Universal Approximation Power of Deep Residual Neural Networks via Nonlinear Control Theory
Paulo Tabuada, Bahman Gharesifard
TL;DR
This work reframes deep residual networks as nonlinear control systems and proves universal approximation properties using nonlinear control theory. By requiring activations (or derivatives) to satisfy a quadratic differential equation, the authors establish ensemble controllability of ResNets and leverage monotonicity to extend finite-sample controllability to uniform approximation on compact sets, achieving a width bound of $2n+1$ (with $n$ input dimensions) for $\mathbb{R}^n\to\mathbb{R}^n$ mappings. The results rely on a Lie-algebraic analysis of the ensemble system and an embedding-based scheme to connect analytic monotone homotopies to practical network architectures, with two-valued weight forms enabling simple realizations. The framework also hints at deterministic generalization bounds and suggests future work on safety and robustness when placing networks in closed-loop control contexts.
Abstract
In this paper, we explain the universal approximation capabilities of deep residual neural networks through geometric nonlinear control.

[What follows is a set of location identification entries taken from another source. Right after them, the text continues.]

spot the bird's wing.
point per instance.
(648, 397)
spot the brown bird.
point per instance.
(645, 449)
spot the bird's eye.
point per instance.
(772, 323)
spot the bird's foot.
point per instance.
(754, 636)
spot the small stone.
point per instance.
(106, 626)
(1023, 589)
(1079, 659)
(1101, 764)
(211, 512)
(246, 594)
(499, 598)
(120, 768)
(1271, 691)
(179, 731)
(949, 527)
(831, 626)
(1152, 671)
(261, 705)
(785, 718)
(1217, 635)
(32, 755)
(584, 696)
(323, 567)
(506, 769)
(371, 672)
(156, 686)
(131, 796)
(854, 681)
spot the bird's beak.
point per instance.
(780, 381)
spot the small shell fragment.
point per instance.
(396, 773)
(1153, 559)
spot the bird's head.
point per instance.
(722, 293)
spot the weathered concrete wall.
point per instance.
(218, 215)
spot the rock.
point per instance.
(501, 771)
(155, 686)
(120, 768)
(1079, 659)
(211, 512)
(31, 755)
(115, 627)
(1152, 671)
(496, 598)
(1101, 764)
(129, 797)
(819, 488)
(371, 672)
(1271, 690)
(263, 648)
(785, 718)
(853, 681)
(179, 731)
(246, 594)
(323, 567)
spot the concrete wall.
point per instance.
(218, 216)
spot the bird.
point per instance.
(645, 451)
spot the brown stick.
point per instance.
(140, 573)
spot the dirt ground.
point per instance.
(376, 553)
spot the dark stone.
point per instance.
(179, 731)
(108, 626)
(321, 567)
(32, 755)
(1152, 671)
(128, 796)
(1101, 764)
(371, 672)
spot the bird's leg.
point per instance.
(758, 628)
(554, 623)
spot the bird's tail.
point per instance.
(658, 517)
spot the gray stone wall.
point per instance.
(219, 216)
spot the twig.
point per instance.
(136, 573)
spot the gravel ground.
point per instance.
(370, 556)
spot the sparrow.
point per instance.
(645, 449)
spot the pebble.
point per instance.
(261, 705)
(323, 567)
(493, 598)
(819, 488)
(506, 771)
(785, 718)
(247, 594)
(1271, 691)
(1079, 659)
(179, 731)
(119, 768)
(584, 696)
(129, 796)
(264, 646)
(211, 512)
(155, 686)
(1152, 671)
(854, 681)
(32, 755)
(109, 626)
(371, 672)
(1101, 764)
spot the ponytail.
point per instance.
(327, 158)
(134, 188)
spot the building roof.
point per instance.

Inspired by recent work establishing links between residual networks and control systems, we provide a general sufficient condition for a residual network to have the power of universal approximation by asking the activation function, or one of its derivatives, to satisfy a quadratic differential equation. Many activation functions used in practice satisfy this assumption, exactly or approximately, and we show this property to be sufficient for an adequately deep neural network with $n+1$ neurons per layer to approximate arbitrarily well, on a compact set and with respect to the supremum norm, any continuous function from $\mathbb{R}^n$ to $\mathbb{R}^n$. We further show this result to hold for very simple architectures for which the weights only need to assume two values. The first key technical contribution consists of relating the universal approximation problem to controllability of an ensemble of control systems corresponding to a residual network and to leverage classical Lie algebraic techniques to characterize controllability. The second technical contribution is to identify monotonicity as the bridge between controllability of finite ensembles and uniform approximability on compact sets.